Au début, ce n'étaient que des petites choses. De la musique après vingt-deux heures. Une perceuse à six heures du matin. La porte de l'immeuble qu'il ne fermait jamais derrière lui. Je me disais qu'il fallait être patient, que chacun a ses habitudes, qu'on finirait par trouver un terrain d'entente. Puis j'ai compris que lui ne cherchait pas de terrain d'entente.
La première confrontation
Ce n'est pas moi qui ai frappé à sa porte en premier — et j'y tenais, parce que je ne voulais pas de conflit. C'est lui qui a lancé les hostilités, en collant un mot sur ma porte : mes chaussures dans le couloir le dérangeaient. Une paire de chaussures. Devant ma propre porte.
J'ai répondu poliment par écrit, en lui expliquant que je comprenais et que je les déplacerais. Je pensais que l'affaire était close. Deux jours plus tard, nouveau mot : mon paillasson était mal positionné. C'est là que j'ai compris que le problème n'était pas les chaussures.
Les gens comme lui n'ont pas vraiment de grief précis. Ce qu'ils cherchent, c'est un espace à contrôler — et le couloir, la cage d'escalier, les parties communes sont le seul territoire où ils peuvent exercer ce pouvoir. Ce n'est pas une excuse. Mais ça aide à garder son calme… la plupart du temps.
Parce qu'il y a des soirs où, à minuit, j'entends le claquement de ses semelles sur le plafond, et tout ce que je veux, c'est une île déserte sans voisins.
Les tactiques que j'ai essayées
Le mot poli n'a rien changé. Frapper à sa porte non plus — il n'ouvre pas, il envoie des messages. Passer par le syndic a abouti à une lettre manuscrite dans laquelle il me reprochait de faire du bruit. Moi, qui suis endormie avant vingt-et-une heures.
J'ai aussi essayé de l'ignorer totalement. C'était ma meilleure stratégie — jusqu'au jour où il a jeté mes plantes du palier, estimant qu'elles prenaient trop de place. C'est à ce moment-là que j'ai commencé à envisager sérieusement de déménager.
Ce qui m'a retenue
Pourquoi partir moi ? Pourquoi est-ce que ce serait à celle qui a fait des efforts de céder encore ? C'est ça qui me met vraiment en colère. Pas la musique, pas les mots, pas les plantes. C'est le fait qu'une personne qui n'a aucun droit sur mes choix influence pourtant ma vie. Mon chez-moi.
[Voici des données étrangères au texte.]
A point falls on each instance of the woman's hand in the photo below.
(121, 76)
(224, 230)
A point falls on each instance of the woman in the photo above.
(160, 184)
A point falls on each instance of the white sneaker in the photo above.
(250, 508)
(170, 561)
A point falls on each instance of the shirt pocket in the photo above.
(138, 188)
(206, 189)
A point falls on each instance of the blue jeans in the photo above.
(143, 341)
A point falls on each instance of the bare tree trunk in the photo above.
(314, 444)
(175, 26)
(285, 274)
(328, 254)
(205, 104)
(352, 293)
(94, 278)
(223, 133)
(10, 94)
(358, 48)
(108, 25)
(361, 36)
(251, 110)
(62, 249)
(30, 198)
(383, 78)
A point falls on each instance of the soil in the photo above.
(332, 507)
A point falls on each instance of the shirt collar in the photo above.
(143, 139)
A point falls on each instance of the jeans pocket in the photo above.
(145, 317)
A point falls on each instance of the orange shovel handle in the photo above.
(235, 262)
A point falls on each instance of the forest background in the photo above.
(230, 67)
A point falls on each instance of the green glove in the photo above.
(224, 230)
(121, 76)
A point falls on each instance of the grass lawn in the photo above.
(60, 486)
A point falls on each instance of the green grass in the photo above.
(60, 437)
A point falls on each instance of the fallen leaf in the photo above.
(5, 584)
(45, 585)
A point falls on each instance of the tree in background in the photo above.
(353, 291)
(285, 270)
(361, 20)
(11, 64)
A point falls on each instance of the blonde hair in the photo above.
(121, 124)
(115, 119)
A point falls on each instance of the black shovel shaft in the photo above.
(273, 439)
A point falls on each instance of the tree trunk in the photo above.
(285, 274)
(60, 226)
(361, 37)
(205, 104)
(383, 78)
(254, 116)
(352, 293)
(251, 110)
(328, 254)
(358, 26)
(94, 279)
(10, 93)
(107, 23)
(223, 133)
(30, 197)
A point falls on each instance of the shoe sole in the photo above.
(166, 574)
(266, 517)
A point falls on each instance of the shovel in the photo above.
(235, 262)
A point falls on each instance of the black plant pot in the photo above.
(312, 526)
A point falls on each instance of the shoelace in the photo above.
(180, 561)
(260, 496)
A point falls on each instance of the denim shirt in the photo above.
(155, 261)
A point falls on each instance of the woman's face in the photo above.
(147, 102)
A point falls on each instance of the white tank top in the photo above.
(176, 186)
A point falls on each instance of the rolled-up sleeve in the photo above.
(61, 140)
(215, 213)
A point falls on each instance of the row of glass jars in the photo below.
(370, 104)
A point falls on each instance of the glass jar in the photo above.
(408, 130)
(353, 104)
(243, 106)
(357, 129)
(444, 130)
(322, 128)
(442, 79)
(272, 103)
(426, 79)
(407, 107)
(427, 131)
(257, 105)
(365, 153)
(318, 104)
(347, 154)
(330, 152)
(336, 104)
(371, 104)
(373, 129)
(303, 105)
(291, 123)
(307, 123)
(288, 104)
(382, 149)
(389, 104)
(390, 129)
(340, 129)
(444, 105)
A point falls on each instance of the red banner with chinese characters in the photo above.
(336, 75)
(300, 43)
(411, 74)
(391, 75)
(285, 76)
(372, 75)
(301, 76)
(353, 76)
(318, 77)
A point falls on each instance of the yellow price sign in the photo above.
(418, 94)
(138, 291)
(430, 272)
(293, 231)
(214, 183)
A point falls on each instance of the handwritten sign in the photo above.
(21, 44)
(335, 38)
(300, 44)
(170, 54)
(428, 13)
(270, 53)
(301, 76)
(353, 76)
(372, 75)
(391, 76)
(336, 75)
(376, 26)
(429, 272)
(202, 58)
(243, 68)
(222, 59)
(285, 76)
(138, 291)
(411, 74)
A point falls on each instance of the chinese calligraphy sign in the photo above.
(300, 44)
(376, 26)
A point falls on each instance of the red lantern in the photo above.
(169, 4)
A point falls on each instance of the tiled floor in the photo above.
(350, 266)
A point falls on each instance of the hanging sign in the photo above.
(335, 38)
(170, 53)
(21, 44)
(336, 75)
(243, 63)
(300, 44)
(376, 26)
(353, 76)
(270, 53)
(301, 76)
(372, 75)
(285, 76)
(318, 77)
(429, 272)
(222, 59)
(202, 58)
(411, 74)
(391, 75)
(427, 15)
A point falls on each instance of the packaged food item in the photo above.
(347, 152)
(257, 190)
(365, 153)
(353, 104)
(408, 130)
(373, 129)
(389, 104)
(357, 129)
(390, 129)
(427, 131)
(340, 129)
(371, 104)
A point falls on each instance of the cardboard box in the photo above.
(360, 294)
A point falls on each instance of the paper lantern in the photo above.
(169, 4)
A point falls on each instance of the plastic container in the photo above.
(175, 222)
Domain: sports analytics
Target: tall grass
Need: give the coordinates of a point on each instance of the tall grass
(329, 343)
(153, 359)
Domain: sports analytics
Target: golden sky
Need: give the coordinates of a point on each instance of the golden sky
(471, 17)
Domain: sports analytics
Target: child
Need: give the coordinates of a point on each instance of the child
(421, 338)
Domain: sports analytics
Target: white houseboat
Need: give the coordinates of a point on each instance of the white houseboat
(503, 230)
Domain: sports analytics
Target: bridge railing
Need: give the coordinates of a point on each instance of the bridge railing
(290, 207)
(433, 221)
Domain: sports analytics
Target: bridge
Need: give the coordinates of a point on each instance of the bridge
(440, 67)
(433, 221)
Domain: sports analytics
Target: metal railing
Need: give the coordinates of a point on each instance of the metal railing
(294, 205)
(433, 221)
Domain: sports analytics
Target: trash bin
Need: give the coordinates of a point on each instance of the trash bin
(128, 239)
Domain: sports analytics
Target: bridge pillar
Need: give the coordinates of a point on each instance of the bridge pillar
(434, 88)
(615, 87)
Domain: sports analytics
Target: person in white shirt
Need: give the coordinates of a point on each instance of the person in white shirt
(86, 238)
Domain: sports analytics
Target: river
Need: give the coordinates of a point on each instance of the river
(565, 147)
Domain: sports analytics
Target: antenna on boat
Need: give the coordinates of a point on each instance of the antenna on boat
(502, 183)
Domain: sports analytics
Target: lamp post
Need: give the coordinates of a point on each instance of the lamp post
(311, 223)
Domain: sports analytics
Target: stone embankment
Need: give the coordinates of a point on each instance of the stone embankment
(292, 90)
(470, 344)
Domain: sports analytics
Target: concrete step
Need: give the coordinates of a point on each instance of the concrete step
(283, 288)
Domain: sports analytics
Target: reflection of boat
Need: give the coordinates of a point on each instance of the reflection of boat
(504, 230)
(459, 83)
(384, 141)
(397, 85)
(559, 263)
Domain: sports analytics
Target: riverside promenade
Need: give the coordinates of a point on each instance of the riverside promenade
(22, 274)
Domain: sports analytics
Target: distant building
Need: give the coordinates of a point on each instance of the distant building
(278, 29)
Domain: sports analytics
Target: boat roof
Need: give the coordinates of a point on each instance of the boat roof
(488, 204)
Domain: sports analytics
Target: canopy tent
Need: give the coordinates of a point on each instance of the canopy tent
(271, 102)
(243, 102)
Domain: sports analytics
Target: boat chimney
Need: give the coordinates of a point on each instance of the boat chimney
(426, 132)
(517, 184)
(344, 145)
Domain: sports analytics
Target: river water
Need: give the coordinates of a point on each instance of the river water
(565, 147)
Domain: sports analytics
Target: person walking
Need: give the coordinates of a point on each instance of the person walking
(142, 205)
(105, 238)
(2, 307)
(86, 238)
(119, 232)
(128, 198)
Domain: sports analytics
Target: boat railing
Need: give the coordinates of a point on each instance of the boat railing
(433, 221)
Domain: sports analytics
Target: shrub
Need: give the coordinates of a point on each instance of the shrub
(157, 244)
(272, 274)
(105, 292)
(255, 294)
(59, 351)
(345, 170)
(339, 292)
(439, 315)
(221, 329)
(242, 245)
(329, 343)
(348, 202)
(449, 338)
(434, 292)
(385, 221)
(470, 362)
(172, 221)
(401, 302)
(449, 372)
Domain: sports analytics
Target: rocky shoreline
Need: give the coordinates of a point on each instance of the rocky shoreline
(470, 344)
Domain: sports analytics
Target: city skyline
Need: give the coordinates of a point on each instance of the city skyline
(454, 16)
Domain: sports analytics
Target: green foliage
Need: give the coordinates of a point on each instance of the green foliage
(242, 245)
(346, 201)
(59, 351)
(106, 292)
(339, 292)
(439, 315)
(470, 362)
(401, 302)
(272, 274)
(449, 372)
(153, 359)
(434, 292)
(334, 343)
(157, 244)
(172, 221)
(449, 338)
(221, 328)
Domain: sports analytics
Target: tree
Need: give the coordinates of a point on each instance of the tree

Le seul endroit où l'on devrait pouvoir être en paix.
Je ne suis pas encore partie. Lui non plus. Pour l'instant, nous vivons une cohabitation glaciale et tendue, où chacun sait très bien que l'autre est là, et fait semblant de l'ignorer. Je ne sais pas combien de temps je tiendrai.
Ce qu'il vaut la peine d'essayer
Si vous vivez une situation similaire, la première chose à faire est de regarder autour de vous, dans l'immeuble lui-même.
Le propriétaire ne vous dira pas quel genre de voisin vous aurez — il vend ou loue un bien, il n'est pas responsable des habitants. Mais les autres résidents, eux, peuvent comprendre votre situation. Un simple coup de sonnette, une question directe, et en général tout se sait. Les gens parlent volontiers quand on leur demande.
Et si vous n'êtes pas seul à souffrir, c'est votre atout le plus précieux. La plainte d'une seule personne peut facilement être ignorée. Mais quand plusieurs locataires remontent la même expérience au syndic ou au conseil syndical, c'est beaucoup plus difficile à balayer. Pas besoin de former une coalition ni de déclarer la guerre — il suffit que chacun témoigne de ce qu'il a vécu, ensemble.